Zum Gotthard-Basis-Tunell und den anderen Alpenquerungen der Eisenbahn gab es seit 1992 mehrere Volksabstimmungen über Linienführung und Kosten. Jetzt wird gebaut und das Vorhaben liegt im Zeit- und Kostenplan. Da können die Berliner Parteipolitiker als Aufsichtsräte des Flughafens Berlin-Brandenburg nur staunen.

Der Bürgerstaat baut sich von unten nach oben auf. Der Parteienstaat ist das Gegenteil. „Oben sticht unten!“ Die Oben wissen alles besser und sagen uns bis ins Einzelne, was und wie wir es machen müssen.

Damit sind wir bei der nächsten großen Fehlentwicklung im Parteienstaat: der Überregulierung.
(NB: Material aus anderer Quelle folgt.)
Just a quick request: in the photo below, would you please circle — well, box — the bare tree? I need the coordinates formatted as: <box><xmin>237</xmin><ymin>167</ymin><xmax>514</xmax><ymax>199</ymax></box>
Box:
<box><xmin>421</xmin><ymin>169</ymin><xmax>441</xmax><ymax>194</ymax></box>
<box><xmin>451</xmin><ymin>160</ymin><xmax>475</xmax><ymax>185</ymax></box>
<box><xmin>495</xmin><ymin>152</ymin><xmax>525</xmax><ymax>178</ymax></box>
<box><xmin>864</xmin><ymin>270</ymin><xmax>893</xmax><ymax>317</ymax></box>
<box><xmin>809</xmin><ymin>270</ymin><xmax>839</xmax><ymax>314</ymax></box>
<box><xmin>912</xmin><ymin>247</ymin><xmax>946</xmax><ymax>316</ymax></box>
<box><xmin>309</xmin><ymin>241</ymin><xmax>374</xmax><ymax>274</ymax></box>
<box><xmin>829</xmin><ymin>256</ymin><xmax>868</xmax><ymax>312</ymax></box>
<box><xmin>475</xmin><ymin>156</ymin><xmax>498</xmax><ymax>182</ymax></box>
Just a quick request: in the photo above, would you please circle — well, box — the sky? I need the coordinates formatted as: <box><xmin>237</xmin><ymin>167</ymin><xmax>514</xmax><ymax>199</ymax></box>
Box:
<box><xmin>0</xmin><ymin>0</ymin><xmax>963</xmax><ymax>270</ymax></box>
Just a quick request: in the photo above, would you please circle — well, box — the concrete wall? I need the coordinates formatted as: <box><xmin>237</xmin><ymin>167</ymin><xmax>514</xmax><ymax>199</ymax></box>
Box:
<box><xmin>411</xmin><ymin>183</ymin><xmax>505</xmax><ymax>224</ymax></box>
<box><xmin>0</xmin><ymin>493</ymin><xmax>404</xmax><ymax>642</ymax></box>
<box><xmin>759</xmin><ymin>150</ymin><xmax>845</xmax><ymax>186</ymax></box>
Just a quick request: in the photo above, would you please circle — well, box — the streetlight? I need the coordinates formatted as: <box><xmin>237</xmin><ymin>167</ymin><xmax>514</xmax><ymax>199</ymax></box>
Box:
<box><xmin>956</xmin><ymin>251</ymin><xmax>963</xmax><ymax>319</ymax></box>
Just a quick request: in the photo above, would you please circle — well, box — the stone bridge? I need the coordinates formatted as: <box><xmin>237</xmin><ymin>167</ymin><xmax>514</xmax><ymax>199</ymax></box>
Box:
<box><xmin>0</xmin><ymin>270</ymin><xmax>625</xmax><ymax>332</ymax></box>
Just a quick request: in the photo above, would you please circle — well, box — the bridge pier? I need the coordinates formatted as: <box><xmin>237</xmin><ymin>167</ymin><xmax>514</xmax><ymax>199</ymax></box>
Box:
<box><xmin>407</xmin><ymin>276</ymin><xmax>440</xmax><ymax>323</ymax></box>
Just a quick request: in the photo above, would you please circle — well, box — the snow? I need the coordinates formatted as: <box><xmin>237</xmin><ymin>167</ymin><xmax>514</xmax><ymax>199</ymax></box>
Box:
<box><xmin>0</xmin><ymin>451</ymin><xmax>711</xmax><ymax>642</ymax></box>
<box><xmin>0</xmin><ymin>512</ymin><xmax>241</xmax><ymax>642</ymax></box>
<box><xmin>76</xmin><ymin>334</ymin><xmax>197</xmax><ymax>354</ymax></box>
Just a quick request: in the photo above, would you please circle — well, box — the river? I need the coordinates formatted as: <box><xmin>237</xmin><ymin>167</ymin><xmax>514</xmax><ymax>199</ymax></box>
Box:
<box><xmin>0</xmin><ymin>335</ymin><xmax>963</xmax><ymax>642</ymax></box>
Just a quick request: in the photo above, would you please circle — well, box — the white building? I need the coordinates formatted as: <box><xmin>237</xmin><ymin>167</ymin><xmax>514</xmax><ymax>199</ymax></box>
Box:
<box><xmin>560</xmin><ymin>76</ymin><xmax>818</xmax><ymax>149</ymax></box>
Sie raubt uns durch immer engere Vorschriften die Freiheit, die Eigenverantwortung und unser Vermögen.  Hier ist die EU unübertroffen; aber jeder Zentralstaat und jeder Parteienstaat, der sich mit der Lobby verbrüdert, ist hier Meister.

Das sehen heute viele so. Paul Kirchhof, der Professor aus Heidelberg, Verfassungsrechtler und ehem. Verfassungsrichter, schrieb schon 2006 das Buch: „Das Gesetz der Hydra – Gebt den Bürgern ihren Staat zurück“  Er zeigt anschaulich und bildhaft das Unheil. Die Hydra ist ein vielarmiges Seeungeheuer der griechischen Sage, das alles erdrückt und verschlingt. Es gibt keine Entrinnen, keine Freiheit.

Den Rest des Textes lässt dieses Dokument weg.